TRANS-BLACK SEA PIPELINE CAN BRING CASPIAN GAS TO EUROPE

Publication: Eurasia Daily Monitor Volume: 3 Issue: 226

A New York-based consortium of several independent parties is completing the pre-feasibility study for a Georgia-Ukraine-European Union (GUEU) gas pipeline project. Led by the London-based Pipeline Systems Engineering (PSE) and the New-York-based Radon-Ishizumi consulting and engineering firms, the project envisages bringing Caspian gas to EU territory by pipeline via Georgia and the seabed of the Black Sea in the first phase, and connecting that line to a trans-Caspian pipeline in a follow-up phase.

The GUEU line is projected to carry 8 billion cubic meters of gas annually in the first phase from Azerbaijan’s giant Shah Deniz offshore field. With at least 1 trillion cubic meters in estimated reserves, Shah Deniz has ample potential for supporting more than the existing Baku-Tbilisi-Erzurum pipeline (BTE) and the planned Turkey-Austria (Nabucco) line. The GUEU pipeline targets Poland via the Black Sea and Ukraine with a relatively modest first-phase volume. Thus, the project in no sense competes with BTE or Nabucco for upstream resources or downstream markets. The GUEU projects offers an additional, necessary outlet for Caspian gas.

The planned GUEU line would branch off from BTE near Tbilisi and run for approximately 100 kilometers to the Supsa area on Georgia’s Black Sea coast. From there it would continue at ultra-deep levels across the seabed for 650 kilometers to Ukraine’s Crimea near Feodosia. Finally it would run on land for another 200 kilometers to link up with Ukraine’s gas transit mainlines headed for Poland. GUEU’s section across the Crimea might use an existing, 20-inch diameter pipeline, possibly rehabilitating or reconstructing some of its sections for the project’s first phase. However, the GUEU pipeline’s anticipated diameter is 42 inches for the land section in Georgia and 24 inches for the seabed section.

The project looks at an attractive range of market options in Poland and, via that country, Lithuania, or alternatively to Slovakia from Ukraine. All three countries are keen to diversify their supplies away from overdependence on Russian gas.

The GUEU project envisages using the Ukrainian transit network’s spare capacity to deliver Caspian gas to Poland and farther afield.
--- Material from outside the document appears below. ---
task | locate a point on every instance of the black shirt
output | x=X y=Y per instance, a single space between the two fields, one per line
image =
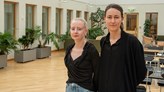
x=83 y=70
x=122 y=65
Ukrainian transit pipelines have some unused capacity already now and will have more spare capacity after 2010, when Russia is expected to switch some export volumes from Ukrainian pipelines into the new Russia-Germany pipeline (North Stream).

However, the GUEU project would circumvent Ukraine’s gas transit system in the event that Russia obtains some form of control over Ukraine’s gas transit pipelines. In that eventuality, the GUEU pipeline could reach EU territory in Romania. The plan envisages laying a 200-kilometer pipeline from the Crimea, again on seabed of the Black Sea — in shallow waters on that stretch — reaching Romania at a point northward of Constanta.

The highly challenging seabed section from Georgia to the Crimea can use the experience gained in laying the Blue Stream gas pipeline from Russia to Turkey on the seabed of the Black Sea. A technological feat accomplished by Italy’s ENI and Saipem, that line runs in ultra-deep waters reaching 2,200 meters below the surface in some places — the world’s deepest-running pipeline. The seabed between Georgia and the Crimea is almost as deep.

Some of the engineers that worked in top posts on Blue Stream are said to be a moving force behind the GUEU project. The Saipem 700 J-laybarge was also key to Blue Stream’s success.

The planned Georgia-Ukraine pipeline would intersect with the Blue Stream pipeline on the seabed. The project envisages lifting the GUEU line by an overpass bridge to be built at the point of intersection.

Investment for the project’s first phase is estimated at $2 billion over a five-year period, based on an annual throughput capacity of 8 billion cubic meters of gas. The second phase would add another 8 billion cubic meters of gas annually, either from Shah Deniz or from Kazakhstan by trans-Caspian pipeline. That expansion would require a parallel 24-inch diameter pipeline on the seabed from Georgia to the Crimea. The third phase would add another 16 billion cubic meters of gas annually from Turkmenistan, based on the expectation that trans-Caspian links would be in place by that time. In that relatively optimistic eventuality, GUEU could carry a total 32 billion cubic meters of Caspian gas annually to EU territory.

The GUEU project can provide a politically safe, shortest-route export outlet for Caspian gas to European consumer countries. It would advance the access of Caspian gas to Ukraine and the EU countries. Its planned second- and third-phase schedule is calculated to advance the time of full development of gas extraction in Kazakhstan and Turkmenistan and construction of trans-Caspian pipeline links.